What about the Fed? Powell’s team is being cryptic about their intentions. Bitcoin enthusiasts know that the team of the Securities and Exchange Commission Chairman Gary Gensler could soon decide the future for crypto assets.

It’s difficult not to see the connection between what North Korea is doing and this. The biggest concern about crypto is its ability to make life easier for terrorist financiers, money launderers and tax evaders. Chainalysis, an advisory firm, stunned everyone when it revealed that Kim Jong Un’s hacker Army accumulated $400 million in cryptocurrency last year.
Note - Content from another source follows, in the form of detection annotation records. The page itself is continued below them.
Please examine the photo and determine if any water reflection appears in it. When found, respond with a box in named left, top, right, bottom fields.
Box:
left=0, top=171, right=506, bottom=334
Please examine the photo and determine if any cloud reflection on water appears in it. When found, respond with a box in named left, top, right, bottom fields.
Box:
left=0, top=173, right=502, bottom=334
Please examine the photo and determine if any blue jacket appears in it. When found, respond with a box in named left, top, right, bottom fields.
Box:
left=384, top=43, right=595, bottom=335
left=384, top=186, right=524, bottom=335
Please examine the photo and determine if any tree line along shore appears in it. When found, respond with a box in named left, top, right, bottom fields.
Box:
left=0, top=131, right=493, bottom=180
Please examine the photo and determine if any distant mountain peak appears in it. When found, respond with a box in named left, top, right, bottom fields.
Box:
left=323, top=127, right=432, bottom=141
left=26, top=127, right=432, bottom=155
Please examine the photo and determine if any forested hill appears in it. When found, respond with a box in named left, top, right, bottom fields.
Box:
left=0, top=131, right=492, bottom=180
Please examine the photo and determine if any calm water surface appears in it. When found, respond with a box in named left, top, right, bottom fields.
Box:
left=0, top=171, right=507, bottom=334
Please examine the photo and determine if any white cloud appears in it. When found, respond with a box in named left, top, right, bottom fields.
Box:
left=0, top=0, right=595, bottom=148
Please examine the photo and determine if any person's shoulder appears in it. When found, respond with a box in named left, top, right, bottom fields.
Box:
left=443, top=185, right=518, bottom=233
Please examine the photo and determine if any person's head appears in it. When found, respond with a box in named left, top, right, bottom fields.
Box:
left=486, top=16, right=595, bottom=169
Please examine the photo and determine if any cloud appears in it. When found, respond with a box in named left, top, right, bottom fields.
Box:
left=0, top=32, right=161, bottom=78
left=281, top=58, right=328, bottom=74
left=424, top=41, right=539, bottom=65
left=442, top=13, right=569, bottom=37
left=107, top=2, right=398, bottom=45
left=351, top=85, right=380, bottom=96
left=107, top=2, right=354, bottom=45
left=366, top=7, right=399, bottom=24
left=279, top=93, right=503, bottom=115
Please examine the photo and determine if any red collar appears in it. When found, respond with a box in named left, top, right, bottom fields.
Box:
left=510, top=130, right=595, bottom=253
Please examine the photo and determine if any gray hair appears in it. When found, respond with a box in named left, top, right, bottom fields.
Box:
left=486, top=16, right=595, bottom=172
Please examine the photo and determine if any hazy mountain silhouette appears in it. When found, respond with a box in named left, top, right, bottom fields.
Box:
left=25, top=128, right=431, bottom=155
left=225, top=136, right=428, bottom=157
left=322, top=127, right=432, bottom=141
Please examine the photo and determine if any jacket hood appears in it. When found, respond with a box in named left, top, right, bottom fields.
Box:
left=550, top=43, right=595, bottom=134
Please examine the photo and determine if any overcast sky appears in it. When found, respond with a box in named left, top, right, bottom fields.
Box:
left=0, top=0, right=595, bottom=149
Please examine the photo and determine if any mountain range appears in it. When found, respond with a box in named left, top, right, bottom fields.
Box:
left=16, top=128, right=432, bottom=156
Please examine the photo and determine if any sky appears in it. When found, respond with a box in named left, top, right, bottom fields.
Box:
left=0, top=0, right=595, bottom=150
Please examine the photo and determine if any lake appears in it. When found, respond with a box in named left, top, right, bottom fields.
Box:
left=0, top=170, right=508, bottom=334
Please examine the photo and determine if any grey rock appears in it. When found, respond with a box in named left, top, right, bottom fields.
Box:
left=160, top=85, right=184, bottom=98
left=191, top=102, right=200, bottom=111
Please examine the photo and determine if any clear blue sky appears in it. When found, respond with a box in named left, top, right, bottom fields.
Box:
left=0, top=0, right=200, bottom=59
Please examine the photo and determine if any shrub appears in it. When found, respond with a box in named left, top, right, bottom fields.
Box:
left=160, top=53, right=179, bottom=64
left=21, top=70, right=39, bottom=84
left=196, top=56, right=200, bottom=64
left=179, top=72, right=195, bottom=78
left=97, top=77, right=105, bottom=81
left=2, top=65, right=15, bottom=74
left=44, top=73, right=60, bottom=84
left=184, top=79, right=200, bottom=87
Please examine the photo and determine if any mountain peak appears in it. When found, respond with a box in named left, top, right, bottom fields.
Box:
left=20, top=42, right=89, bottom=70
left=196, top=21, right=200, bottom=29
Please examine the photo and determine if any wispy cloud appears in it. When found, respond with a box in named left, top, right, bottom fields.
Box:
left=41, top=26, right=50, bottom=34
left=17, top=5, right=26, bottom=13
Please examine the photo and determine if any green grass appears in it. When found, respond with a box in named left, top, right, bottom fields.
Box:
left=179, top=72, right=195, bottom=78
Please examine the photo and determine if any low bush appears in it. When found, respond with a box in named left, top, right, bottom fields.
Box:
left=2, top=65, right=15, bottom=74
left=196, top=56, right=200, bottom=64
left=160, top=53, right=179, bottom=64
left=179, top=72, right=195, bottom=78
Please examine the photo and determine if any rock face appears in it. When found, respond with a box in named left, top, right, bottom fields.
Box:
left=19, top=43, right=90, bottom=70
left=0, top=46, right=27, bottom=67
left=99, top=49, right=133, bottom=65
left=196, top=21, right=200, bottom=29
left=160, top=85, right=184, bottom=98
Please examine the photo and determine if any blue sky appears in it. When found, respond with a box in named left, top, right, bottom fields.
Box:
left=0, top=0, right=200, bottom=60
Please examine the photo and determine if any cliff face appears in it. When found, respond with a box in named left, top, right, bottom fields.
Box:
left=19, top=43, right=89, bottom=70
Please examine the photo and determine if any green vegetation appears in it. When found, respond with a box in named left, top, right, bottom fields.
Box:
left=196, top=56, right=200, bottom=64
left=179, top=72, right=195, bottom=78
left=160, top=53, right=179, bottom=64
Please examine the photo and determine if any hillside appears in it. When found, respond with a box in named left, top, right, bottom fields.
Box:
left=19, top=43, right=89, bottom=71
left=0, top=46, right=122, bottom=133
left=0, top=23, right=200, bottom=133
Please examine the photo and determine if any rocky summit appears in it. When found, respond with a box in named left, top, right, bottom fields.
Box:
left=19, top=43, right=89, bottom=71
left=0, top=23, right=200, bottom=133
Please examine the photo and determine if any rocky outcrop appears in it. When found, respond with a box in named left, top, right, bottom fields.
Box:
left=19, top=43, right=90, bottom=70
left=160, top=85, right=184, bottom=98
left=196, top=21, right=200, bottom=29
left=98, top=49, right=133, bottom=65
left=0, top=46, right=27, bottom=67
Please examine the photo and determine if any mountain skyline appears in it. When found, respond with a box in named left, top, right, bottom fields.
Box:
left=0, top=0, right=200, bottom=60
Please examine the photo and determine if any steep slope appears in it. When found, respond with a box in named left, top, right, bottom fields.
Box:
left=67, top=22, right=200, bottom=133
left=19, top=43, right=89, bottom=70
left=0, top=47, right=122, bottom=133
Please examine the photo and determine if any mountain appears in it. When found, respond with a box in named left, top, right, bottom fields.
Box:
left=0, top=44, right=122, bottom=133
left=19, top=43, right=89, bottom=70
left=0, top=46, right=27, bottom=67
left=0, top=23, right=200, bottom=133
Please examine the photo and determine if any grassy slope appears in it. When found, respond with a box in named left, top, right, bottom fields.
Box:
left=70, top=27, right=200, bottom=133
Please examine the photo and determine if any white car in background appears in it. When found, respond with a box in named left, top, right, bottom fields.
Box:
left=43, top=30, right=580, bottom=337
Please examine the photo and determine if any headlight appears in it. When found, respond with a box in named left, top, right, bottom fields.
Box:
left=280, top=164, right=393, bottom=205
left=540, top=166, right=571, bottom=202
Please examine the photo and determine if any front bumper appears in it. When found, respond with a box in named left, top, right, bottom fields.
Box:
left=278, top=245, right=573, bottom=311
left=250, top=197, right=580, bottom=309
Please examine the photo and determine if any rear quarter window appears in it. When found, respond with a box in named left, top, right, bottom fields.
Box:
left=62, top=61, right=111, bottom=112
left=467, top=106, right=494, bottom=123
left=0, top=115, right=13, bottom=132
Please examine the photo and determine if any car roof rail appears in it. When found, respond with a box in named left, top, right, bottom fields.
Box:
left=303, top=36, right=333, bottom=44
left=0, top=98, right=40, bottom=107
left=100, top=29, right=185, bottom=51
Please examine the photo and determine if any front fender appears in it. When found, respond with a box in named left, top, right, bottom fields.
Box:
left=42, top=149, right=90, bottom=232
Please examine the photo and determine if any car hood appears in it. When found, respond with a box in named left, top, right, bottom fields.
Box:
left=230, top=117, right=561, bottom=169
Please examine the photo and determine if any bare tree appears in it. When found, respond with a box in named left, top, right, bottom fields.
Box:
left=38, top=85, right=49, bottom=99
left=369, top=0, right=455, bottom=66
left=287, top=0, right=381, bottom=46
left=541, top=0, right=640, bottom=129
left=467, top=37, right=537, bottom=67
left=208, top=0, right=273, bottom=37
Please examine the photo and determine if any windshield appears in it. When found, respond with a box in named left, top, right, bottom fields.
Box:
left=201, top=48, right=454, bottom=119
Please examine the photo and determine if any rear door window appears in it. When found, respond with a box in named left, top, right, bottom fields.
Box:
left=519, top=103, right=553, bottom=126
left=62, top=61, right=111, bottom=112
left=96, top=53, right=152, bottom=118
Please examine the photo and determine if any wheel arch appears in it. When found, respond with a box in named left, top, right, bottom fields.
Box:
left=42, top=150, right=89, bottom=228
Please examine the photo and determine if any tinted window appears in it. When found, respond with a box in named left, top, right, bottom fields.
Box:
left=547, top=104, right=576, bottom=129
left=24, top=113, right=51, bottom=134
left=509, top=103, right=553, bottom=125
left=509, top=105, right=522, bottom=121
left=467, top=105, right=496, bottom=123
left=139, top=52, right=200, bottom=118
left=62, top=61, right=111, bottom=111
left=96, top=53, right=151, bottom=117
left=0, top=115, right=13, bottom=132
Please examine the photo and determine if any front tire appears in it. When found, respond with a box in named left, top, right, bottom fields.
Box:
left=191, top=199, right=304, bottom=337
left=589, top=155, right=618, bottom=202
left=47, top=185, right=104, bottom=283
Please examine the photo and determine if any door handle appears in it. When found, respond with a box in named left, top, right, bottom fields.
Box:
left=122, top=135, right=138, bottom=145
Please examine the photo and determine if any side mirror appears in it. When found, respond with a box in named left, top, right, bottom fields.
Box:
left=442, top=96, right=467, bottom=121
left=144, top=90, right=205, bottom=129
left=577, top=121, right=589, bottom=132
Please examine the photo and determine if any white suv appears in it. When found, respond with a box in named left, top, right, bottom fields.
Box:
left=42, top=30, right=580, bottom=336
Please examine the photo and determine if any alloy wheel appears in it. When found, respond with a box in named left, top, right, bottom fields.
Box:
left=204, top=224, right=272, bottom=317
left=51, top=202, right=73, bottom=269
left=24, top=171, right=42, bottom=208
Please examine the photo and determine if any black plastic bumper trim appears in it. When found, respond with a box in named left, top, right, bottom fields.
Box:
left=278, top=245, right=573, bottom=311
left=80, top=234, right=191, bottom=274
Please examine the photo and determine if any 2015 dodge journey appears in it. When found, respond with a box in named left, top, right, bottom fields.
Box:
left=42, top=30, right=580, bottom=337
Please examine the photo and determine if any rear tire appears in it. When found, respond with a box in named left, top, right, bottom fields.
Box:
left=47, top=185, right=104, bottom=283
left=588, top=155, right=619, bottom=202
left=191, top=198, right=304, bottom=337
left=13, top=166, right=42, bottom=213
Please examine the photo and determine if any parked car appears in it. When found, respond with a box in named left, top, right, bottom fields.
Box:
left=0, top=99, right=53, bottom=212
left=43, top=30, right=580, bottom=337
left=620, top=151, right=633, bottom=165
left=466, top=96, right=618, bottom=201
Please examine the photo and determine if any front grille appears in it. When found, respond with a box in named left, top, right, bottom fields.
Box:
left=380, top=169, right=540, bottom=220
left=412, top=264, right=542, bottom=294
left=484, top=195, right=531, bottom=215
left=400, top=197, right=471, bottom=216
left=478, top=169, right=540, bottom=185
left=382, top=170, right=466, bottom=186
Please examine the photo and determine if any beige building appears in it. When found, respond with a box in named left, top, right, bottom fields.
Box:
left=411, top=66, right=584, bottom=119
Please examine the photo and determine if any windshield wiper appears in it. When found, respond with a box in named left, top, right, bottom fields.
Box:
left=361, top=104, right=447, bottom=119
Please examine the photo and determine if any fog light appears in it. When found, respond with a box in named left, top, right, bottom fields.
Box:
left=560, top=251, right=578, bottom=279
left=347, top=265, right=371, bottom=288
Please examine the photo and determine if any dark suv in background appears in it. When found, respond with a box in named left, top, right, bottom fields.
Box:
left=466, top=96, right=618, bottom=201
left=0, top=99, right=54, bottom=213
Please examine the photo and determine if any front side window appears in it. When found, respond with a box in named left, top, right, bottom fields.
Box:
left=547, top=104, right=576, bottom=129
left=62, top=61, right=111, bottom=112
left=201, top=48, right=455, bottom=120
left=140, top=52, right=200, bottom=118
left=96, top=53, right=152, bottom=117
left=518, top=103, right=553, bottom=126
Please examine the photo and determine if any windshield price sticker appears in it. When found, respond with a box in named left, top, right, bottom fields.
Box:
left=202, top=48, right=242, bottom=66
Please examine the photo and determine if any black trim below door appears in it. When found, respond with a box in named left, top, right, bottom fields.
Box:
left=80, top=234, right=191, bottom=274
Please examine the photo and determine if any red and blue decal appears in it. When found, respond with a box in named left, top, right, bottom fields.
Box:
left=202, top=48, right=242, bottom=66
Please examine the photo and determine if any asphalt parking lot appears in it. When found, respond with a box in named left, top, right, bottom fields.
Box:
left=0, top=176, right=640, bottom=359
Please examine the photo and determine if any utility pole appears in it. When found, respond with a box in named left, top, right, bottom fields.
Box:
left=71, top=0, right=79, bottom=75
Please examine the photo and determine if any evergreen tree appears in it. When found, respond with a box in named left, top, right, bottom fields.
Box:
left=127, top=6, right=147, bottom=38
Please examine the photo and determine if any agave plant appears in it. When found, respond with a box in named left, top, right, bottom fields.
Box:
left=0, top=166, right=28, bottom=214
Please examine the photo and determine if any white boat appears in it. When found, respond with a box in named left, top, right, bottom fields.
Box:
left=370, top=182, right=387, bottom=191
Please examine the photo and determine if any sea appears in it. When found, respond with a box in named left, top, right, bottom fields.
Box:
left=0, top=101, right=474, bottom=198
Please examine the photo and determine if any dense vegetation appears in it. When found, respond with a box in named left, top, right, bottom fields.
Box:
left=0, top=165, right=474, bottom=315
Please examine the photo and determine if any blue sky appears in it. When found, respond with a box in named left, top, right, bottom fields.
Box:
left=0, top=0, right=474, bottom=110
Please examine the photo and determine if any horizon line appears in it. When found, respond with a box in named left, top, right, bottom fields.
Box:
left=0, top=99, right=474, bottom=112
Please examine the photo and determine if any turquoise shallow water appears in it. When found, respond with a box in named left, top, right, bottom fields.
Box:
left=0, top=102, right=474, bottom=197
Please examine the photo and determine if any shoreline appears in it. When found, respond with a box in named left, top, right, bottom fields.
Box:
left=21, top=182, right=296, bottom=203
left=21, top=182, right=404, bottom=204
This is a 40% increase over 2020.

The real number is likely to be much greater. It allows Kim to finance his nuclear ambitions and to slap the United Nations sanctions. Gensler’s phone must be ringing with panicked calls from the Treasury Department and top national security officials.

Goldman’s doubts about the normal supply and demand dynamics of cryptocurrencies should serve as a warning to Asia banks. The predictability that they usually apply to assets or services may also be lost.

Analyst Febrian says that, as of right now, “we believe recent crypto activity will not have major near-term ratings repercussions on Fitch-rated banks from Southeast Asia,” but continues to monitor developments as they occur.

However, we are still learning a lot about compliance to reduce risks and regulatory controls. This includes know-your-customer procedures. Credit rating agencies’ ability to assess a bank’s digital assets risks is also uncertain. New ones will emerge as innovation accelerates.

This is why Asia banks need to be very cautious about Goldman’s concern that crypto assets may not follow the same laws of financial gravity as other stores value.